When back at Enfield (Delec) I was a relief Chargeman at Delec in the Zona area, involved with engine rosters, primarily the small engines, including 48, 73, and by that time X200 class that worked to Botany & return to Clyde daily, the work included getting relief crews out to various trains and arranging for the Illawarra trains and crewings, along with the loco's on that work.
At that time there was 73 classes working a fair number of trip trains and shunting jobs, that is where I got the aspect of the 73 on the shore. What I found when coming back to Sydney at Delec was how much change there had been since I had left in just a short 15 months, although we still had steam through to the north, where I worked as a fireman on several through garratt hauled trains at night, also on one trip with 6038 on its last trip from BMD to Enfield on a load, I also was the fireman on 5917 that worked the last 59cl hauled goods train from Enfield to BMD.

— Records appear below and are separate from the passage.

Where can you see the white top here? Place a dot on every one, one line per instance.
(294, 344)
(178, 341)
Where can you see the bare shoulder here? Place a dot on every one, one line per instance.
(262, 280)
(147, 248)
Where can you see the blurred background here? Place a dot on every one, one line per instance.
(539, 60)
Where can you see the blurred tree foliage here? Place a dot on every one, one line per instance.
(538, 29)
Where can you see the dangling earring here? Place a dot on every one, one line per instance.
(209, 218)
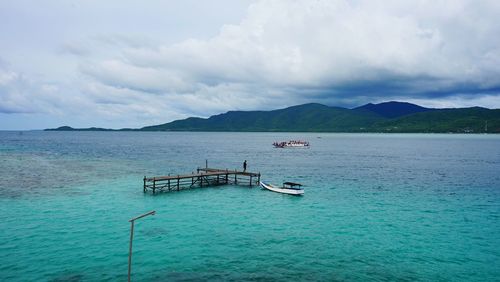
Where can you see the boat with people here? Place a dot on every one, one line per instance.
(291, 143)
(290, 188)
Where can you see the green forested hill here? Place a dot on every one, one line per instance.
(383, 117)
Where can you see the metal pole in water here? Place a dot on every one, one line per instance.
(132, 238)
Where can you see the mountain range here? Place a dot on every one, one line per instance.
(390, 117)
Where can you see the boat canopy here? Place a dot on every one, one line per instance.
(292, 185)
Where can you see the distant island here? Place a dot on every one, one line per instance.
(389, 117)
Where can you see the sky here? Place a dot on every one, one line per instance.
(131, 63)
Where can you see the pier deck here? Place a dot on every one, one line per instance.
(203, 177)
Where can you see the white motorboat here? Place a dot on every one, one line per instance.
(287, 188)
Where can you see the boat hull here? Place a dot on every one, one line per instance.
(270, 187)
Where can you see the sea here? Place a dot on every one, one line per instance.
(376, 207)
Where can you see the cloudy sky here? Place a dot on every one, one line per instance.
(131, 63)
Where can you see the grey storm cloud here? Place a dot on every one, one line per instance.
(277, 53)
(345, 48)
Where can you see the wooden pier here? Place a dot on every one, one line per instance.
(204, 177)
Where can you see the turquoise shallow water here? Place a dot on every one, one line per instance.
(377, 207)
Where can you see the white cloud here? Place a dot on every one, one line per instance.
(281, 53)
(415, 47)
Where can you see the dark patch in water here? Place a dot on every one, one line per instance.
(68, 278)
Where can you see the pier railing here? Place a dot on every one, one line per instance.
(204, 177)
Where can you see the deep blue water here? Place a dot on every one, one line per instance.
(376, 207)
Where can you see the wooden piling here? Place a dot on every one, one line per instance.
(204, 176)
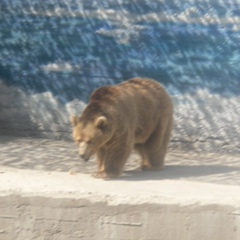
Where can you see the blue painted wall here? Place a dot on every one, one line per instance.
(70, 47)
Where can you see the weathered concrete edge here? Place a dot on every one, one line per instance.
(56, 205)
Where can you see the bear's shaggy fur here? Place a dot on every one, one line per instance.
(136, 114)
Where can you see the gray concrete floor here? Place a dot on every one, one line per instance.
(61, 156)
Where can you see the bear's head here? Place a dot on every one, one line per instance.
(89, 135)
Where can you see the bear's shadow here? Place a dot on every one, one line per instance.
(171, 172)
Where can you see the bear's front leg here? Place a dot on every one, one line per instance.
(115, 159)
(100, 162)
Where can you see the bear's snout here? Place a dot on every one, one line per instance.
(84, 157)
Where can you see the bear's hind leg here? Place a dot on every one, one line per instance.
(145, 164)
(156, 146)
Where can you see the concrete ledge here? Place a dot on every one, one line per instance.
(57, 205)
(197, 196)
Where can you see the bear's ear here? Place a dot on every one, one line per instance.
(100, 122)
(74, 120)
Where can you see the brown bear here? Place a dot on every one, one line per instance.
(136, 114)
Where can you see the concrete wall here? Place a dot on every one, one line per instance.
(72, 219)
(54, 53)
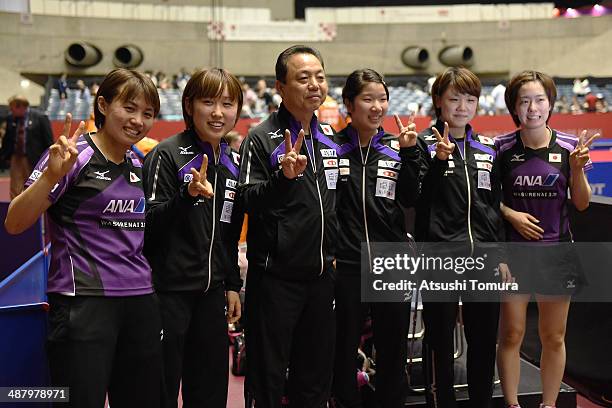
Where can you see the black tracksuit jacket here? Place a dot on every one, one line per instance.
(371, 196)
(292, 223)
(191, 242)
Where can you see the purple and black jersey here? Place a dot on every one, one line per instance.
(537, 181)
(97, 221)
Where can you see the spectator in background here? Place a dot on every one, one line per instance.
(234, 139)
(83, 92)
(601, 106)
(183, 78)
(250, 99)
(94, 88)
(62, 86)
(152, 77)
(561, 106)
(575, 107)
(499, 102)
(263, 92)
(28, 134)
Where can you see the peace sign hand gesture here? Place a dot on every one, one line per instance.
(199, 184)
(293, 163)
(407, 134)
(63, 153)
(580, 156)
(444, 147)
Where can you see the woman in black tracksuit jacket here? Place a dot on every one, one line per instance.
(377, 177)
(459, 203)
(192, 229)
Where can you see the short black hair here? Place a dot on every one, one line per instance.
(283, 59)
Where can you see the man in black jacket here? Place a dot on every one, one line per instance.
(28, 134)
(288, 175)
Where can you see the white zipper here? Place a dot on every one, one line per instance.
(212, 238)
(314, 169)
(467, 179)
(364, 161)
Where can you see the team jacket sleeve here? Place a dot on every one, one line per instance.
(260, 187)
(166, 198)
(408, 183)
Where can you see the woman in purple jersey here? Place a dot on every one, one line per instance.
(538, 164)
(104, 323)
(370, 212)
(193, 226)
(459, 205)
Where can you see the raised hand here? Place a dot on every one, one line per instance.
(444, 147)
(63, 153)
(580, 156)
(407, 134)
(293, 163)
(199, 184)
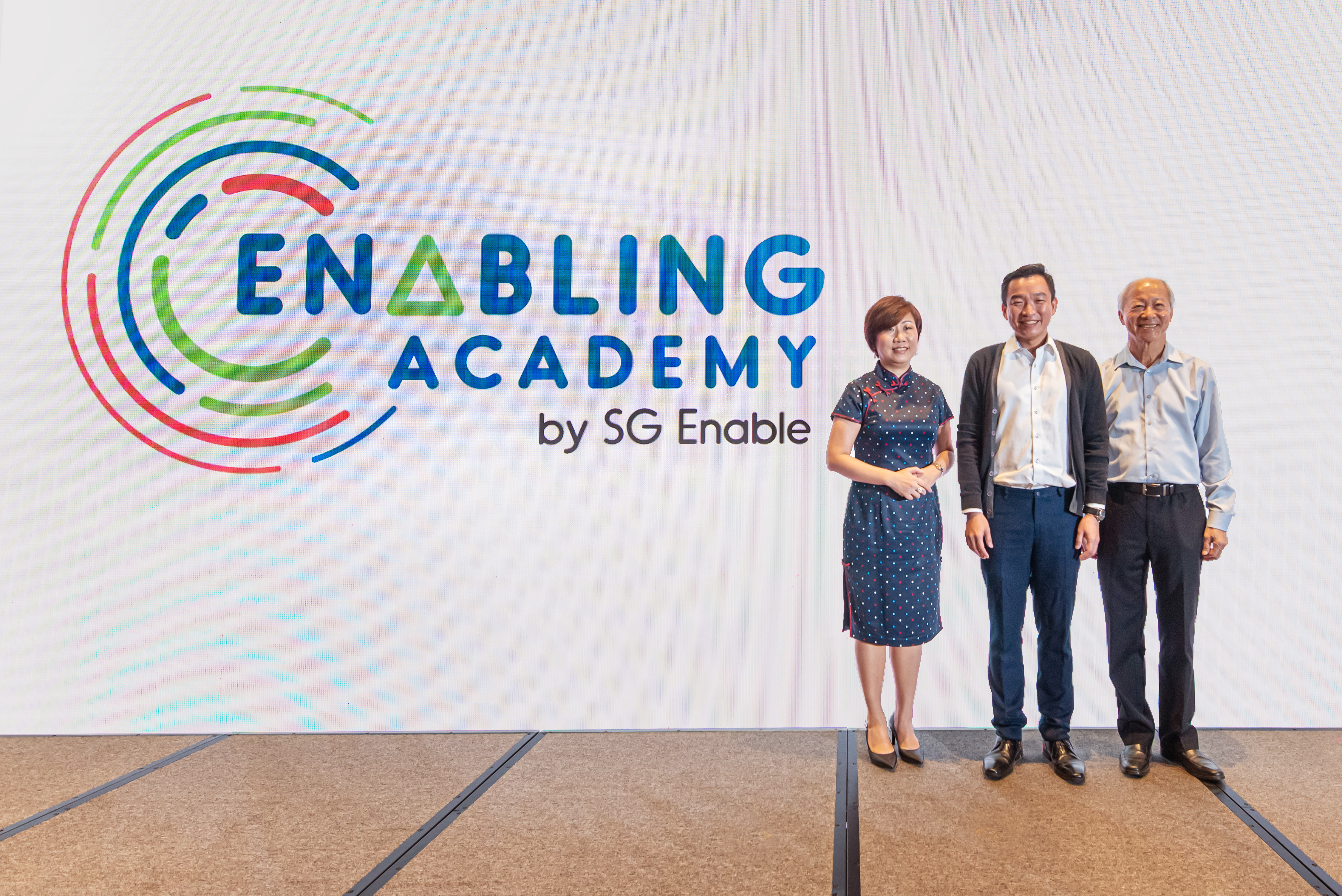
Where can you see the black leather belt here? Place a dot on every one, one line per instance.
(1153, 490)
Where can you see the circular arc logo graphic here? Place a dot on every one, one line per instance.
(172, 393)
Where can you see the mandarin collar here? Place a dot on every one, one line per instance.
(892, 381)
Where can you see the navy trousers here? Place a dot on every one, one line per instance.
(1165, 536)
(1034, 537)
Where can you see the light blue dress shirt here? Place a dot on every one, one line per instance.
(1165, 426)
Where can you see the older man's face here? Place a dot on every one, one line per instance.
(1147, 312)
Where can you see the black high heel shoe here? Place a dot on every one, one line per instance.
(881, 760)
(913, 757)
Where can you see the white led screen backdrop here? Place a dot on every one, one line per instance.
(300, 294)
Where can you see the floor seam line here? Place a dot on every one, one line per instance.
(1277, 841)
(61, 808)
(412, 846)
(847, 858)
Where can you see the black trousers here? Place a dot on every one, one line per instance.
(1164, 534)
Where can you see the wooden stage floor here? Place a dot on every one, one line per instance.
(662, 812)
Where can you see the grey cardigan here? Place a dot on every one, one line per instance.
(1088, 428)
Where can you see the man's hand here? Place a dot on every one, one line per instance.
(1214, 543)
(979, 536)
(1088, 536)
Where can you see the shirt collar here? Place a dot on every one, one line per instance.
(1014, 345)
(1171, 355)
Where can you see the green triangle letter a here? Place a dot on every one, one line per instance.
(425, 254)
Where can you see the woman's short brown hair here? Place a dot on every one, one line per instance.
(885, 314)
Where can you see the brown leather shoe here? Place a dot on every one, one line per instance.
(1136, 761)
(1066, 764)
(1196, 764)
(1002, 760)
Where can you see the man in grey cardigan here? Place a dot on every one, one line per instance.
(1034, 461)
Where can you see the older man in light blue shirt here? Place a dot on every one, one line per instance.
(1167, 438)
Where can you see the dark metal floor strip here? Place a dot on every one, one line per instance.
(10, 831)
(847, 875)
(399, 858)
(1304, 866)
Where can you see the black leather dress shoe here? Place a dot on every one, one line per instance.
(1136, 761)
(881, 760)
(1196, 764)
(1002, 760)
(913, 757)
(1066, 764)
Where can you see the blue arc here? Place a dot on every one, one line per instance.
(356, 439)
(186, 215)
(128, 247)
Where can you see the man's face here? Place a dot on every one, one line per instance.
(1147, 312)
(1030, 308)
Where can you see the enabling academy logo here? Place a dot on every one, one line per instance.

The 70's for me and my last area of working and changes in the 80's was a time I can never forget but with those changes I saw the gradual destruction of a great system, and will leave it at that.
As I mentioned, there was, I will check the WTT though its likely to new for any rostered lineside water tank fillings to have still been on in the 70's, but the Cowan return trip was usually done on alternate Mondays, and with the Hornsby steam crews, I believe at the time there were two sets of men there. There was a good amount of shunting done there especially the down yard. Much of the work and wagons were taken to Hornsby by the two trip trains also by some other trains as well. Two of the down sidings were used to hold extra loads for the North, as the loads were 80tons lighter between West Ryde and Hornsby, it was a good way to get fully loaded trains all the way by non priority trains picking up 80 tons at Hornsby, to go through to BMD, heavy garratts could take 605 Tons to Hornsby but 680 North of Hornsby, Light types 575 & 650 respectively.
When the shore services were becoming very scarce, Hornsby steam depot was closed and the crews went into the ETR section.